Заговорщик

Еще через полмесяца раненого навестил князь Друцкий. Привез исцеляющую ратные увечья воду из святого источника святого Владимира Ржевского, красивую бекешу, подбитую куньим мехом, и высокие медвежьи унты.

— Из Литвы что-нибудь слышно? — поинтересовался Зверев, не очень надеясь на ответ.

— Нам с тобой, княже, хороших вестей ждать пустые надежды, — отмахнулся Юрий Семенович. — Рази кто для завоевания татар посылает? Тебе хоть один случай ведом, чтобы степняки город али крепость взяли? Татары — это так… Честной народ пугать. Города берут пушки да служилые люди. Их же государь в поход не давал. Вестимо, ливонцы его обманули — он их наказал. Ныне повинятся орденцы, дань привезут, на сем все и кончится, мир подпишут. Нет, княже, ничего еще не началось. Надобно силу еще приложить, дабы дело стронуть… Да ты лежи, не беспокойся. Выздоравливай. Я ныне в Ивангород поеду. Пережду, пока замиряться все начнут, там и погляжу, чего еще сделать можно. Авось, придумаю какую уловку.

Ночевать гость не остался — сославшись на хлопоты в уделе, умчался верхом в сопровождении десятка холопов.

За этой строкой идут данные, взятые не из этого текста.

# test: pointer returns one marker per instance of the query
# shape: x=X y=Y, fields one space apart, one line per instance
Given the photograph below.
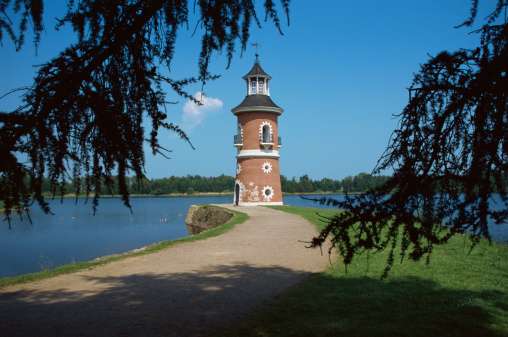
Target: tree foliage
x=449 y=154
x=83 y=115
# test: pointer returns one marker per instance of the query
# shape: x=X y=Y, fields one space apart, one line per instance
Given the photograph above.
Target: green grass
x=71 y=268
x=456 y=295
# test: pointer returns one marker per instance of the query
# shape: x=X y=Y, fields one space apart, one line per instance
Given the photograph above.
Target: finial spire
x=257 y=54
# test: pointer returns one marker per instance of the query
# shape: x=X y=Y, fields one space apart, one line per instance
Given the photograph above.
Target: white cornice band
x=279 y=203
x=258 y=153
x=237 y=111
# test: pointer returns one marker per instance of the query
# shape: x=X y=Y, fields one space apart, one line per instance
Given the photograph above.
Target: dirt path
x=185 y=290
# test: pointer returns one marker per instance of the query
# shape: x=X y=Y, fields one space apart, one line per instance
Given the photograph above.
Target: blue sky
x=340 y=72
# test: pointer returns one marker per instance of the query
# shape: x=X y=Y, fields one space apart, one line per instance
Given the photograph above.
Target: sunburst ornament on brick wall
x=267 y=167
x=268 y=193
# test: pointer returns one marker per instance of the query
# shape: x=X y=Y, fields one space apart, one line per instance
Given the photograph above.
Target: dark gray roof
x=257 y=71
x=259 y=100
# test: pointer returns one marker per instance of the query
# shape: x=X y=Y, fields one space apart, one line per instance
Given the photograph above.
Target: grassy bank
x=67 y=269
x=456 y=295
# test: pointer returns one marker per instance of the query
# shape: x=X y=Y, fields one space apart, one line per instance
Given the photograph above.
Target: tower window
x=266 y=134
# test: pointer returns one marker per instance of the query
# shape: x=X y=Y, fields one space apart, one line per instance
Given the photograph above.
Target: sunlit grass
x=455 y=295
x=73 y=267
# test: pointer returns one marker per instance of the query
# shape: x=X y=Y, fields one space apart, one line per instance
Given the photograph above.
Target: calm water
x=73 y=234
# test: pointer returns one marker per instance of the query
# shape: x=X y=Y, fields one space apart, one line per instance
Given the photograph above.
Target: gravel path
x=186 y=290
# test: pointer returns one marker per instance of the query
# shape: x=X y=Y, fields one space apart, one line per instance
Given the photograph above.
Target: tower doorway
x=237 y=194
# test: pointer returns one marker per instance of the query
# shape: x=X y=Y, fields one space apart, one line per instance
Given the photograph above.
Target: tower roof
x=257 y=102
x=257 y=71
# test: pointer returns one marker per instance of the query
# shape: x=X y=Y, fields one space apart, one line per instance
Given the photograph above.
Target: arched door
x=237 y=194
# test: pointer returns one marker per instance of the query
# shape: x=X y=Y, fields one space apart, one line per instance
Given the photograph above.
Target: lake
x=73 y=234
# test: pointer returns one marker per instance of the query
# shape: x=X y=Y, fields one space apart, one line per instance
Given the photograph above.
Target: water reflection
x=73 y=234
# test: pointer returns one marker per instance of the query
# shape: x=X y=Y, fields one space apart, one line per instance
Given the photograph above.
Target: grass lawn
x=456 y=295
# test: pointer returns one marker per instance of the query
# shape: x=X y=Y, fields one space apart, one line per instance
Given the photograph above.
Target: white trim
x=236 y=111
x=278 y=203
x=258 y=153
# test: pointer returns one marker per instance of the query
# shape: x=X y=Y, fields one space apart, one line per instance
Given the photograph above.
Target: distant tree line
x=198 y=184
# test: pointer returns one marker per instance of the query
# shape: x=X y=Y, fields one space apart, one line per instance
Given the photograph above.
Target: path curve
x=185 y=290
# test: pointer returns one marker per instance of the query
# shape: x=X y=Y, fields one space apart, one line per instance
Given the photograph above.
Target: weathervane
x=256 y=45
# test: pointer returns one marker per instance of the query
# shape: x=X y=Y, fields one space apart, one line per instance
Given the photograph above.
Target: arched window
x=266 y=134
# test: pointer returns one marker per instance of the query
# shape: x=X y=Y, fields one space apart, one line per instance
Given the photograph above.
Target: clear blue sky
x=340 y=72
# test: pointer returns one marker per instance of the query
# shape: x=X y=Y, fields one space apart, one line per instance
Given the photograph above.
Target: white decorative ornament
x=267 y=167
x=267 y=193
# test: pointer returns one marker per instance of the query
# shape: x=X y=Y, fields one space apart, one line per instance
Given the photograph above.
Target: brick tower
x=257 y=141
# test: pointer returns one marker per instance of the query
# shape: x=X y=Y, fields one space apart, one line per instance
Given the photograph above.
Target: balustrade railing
x=238 y=139
x=266 y=138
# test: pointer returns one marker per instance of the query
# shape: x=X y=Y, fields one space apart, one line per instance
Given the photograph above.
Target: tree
x=449 y=154
x=82 y=117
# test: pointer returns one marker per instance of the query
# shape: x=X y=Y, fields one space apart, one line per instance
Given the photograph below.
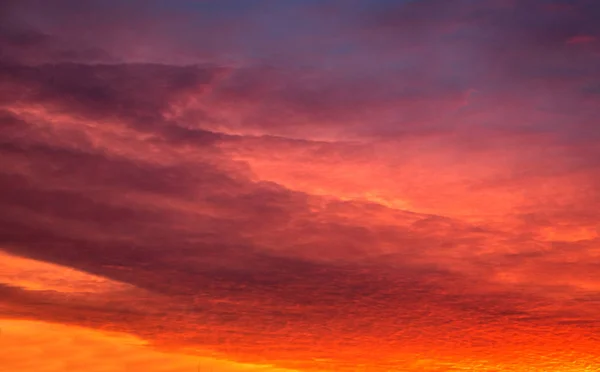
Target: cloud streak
x=412 y=187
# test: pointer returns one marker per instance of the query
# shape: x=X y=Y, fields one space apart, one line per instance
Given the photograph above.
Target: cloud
x=420 y=196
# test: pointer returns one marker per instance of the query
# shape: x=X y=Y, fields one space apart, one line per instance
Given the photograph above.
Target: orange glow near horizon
x=300 y=186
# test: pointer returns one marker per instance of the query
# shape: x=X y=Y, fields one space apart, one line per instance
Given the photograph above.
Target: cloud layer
x=407 y=185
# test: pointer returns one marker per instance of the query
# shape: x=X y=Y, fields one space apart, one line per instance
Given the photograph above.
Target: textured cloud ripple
x=300 y=185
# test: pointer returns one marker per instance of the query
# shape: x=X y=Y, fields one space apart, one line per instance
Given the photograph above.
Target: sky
x=299 y=185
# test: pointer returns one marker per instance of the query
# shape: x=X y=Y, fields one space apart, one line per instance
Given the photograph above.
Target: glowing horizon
x=300 y=185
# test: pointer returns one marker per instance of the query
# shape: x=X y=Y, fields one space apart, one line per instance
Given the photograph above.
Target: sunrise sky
x=299 y=185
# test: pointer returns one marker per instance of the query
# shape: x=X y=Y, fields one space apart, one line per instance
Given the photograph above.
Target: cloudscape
x=299 y=185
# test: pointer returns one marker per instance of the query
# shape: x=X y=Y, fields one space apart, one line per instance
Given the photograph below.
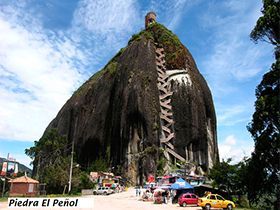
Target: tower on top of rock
x=150 y=18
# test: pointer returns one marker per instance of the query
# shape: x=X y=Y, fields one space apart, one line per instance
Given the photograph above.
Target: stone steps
x=165 y=103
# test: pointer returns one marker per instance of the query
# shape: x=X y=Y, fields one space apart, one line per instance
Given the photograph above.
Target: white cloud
x=37 y=73
x=233 y=148
x=231 y=141
x=232 y=57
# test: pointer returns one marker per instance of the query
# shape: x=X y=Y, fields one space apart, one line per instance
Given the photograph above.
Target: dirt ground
x=120 y=201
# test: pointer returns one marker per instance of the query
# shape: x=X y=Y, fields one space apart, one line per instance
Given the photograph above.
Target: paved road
x=120 y=201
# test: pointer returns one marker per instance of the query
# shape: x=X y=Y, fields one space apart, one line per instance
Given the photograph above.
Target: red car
x=188 y=199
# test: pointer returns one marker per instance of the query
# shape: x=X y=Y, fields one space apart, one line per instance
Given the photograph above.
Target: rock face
x=150 y=95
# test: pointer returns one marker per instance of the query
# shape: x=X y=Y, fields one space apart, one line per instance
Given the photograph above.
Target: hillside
x=148 y=104
x=21 y=167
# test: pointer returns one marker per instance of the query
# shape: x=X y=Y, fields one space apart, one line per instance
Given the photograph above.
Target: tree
x=263 y=167
x=223 y=175
x=267 y=27
x=52 y=164
x=262 y=173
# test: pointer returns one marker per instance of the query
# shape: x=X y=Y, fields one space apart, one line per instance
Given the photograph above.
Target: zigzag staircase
x=166 y=114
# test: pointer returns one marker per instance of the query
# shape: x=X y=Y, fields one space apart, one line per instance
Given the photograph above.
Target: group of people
x=157 y=196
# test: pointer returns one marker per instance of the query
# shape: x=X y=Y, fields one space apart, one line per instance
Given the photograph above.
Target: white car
x=103 y=191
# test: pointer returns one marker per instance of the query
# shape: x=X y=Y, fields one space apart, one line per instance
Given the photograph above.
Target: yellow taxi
x=215 y=201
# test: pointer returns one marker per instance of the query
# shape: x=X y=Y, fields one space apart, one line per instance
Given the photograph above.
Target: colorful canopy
x=181 y=184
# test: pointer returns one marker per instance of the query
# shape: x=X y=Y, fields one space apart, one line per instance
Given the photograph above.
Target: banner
x=11 y=170
x=4 y=169
x=151 y=178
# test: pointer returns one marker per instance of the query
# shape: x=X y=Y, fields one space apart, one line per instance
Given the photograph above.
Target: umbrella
x=145 y=187
x=159 y=190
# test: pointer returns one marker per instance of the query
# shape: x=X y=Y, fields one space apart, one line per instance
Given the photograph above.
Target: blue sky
x=49 y=48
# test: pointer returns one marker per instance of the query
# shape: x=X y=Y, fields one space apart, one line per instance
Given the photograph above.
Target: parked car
x=215 y=201
x=188 y=199
x=103 y=191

Вскорости, по первому снегу, отправился на ратную службу боярин Василий Лисьин — по разряду отцу Андрея выпало ближайшие полгода сторожить русские рубежи где-то за Окой. Без холопов и хозяина в усадьбе и вовсе стало тихо и пусто, это ощущалось даже с княжеской перины.

Только перед Рождеством Зверев наконец-то смог впервые опустить ноги с постели и попытаться на них встать. И тут же убедился, что служить ему конечности не хотят: исхудавшие, как у узника Бухенвальда, ноги подгибались под тяжестью крепкого тела бывалого воина.

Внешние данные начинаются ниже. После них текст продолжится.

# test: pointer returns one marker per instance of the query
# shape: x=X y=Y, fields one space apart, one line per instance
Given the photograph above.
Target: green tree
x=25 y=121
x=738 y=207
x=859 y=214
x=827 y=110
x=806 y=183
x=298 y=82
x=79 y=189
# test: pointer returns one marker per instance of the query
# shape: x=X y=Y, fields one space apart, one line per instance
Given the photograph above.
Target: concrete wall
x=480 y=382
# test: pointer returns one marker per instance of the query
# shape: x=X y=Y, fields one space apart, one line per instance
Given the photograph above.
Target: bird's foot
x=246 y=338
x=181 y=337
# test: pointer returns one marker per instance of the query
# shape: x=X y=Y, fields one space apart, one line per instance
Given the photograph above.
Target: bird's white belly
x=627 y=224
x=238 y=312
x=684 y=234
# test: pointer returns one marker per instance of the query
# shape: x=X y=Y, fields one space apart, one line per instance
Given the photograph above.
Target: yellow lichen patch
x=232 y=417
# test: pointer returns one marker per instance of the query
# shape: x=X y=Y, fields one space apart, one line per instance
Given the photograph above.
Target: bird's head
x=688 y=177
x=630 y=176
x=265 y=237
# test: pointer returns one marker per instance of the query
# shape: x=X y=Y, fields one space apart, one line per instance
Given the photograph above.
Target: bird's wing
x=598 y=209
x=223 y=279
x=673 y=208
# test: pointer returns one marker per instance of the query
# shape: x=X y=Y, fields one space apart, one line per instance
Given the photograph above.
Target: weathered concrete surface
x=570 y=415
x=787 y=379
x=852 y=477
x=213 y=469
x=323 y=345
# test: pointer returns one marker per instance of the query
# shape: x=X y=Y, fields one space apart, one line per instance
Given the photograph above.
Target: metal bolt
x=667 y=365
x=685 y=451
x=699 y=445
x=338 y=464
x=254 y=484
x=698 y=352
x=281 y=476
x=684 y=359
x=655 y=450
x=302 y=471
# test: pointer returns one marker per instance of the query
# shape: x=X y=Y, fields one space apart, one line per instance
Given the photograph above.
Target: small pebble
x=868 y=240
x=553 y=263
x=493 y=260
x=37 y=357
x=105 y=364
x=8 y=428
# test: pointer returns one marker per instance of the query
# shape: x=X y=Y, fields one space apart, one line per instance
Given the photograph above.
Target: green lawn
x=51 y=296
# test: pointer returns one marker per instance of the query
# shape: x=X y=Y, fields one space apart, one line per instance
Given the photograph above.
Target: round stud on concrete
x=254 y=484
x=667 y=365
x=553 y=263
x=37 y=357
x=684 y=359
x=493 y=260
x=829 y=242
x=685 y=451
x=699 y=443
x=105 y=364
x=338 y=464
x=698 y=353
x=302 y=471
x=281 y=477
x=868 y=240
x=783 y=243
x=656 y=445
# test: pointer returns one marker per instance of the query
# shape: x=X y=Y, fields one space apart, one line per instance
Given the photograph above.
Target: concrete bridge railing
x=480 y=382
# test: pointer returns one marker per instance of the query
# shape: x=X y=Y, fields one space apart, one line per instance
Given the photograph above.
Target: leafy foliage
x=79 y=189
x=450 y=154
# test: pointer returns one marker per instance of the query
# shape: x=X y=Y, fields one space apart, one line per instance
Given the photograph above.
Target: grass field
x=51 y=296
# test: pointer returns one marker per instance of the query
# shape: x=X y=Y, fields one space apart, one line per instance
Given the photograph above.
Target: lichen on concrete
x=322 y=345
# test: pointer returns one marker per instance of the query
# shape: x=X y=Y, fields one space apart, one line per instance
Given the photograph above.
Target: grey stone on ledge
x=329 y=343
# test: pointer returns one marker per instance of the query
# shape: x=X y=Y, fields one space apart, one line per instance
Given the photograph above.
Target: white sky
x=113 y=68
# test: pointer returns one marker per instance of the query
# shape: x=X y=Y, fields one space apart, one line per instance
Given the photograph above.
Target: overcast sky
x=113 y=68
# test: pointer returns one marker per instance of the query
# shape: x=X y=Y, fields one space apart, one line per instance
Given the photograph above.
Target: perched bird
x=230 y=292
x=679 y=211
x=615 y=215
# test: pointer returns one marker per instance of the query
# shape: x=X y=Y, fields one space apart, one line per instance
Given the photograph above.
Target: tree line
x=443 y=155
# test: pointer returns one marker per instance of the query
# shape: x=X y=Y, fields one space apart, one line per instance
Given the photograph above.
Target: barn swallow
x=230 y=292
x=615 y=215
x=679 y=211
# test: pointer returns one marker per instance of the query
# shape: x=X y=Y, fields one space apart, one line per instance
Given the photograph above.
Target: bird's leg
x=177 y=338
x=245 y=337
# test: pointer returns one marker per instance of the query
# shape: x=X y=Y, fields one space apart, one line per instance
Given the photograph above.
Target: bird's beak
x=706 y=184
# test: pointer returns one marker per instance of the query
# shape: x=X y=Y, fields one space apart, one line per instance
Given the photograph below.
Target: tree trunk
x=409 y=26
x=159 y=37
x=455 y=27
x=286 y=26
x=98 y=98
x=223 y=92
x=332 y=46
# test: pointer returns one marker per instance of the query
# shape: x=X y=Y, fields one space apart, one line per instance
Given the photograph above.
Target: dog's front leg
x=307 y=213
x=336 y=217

— Хорошо хоть, ступни шевелятся, — обнадежил жену Андрей, повисший на женщине чуть не всем своим весом. — Зови Пахома, пусть в баню меня несет. А то, боюсь, короста скоро кусками начнет отваливаться.

Мышцы с костей пропали быстро — наращивать их обратно пришлось с немалым трудом. Только через две недели князь научился стоять без посторонней помощи. И еще через две — сам ходить. К середине февраля он уже бегал, к концу — начал ежедневно, от завтрака и до ужина, заниматься с Пахомом извечным мужским делом: бой на саблях, на бердышах, ножах. С топором против меча и щита, со щитом против конного воина, против пешего, с ножом против кистеня. Восьмого февраля в усадьбу прибыл нежданный подарок: двадцать пять возков с серебряной и золотой посудой, коврами, тюками ткани и бочками гвоздей, скобами, лютнями, лампами, свечами, подсвечниками, медом, платьями, кафтанами, башмаками и прочим барахлом в самых забавных сочетаниях. За обозом тянулось стадо не меньше чем в три сотни голов крупного скота и несчитанное число овец и коз. Нукеры задерживаться не стали, сославшись на приказ хана. Передали князю в руки два увесистых кошеля, сели на шедших за задней телегой скакунов и умчались в сторону Великих Лук.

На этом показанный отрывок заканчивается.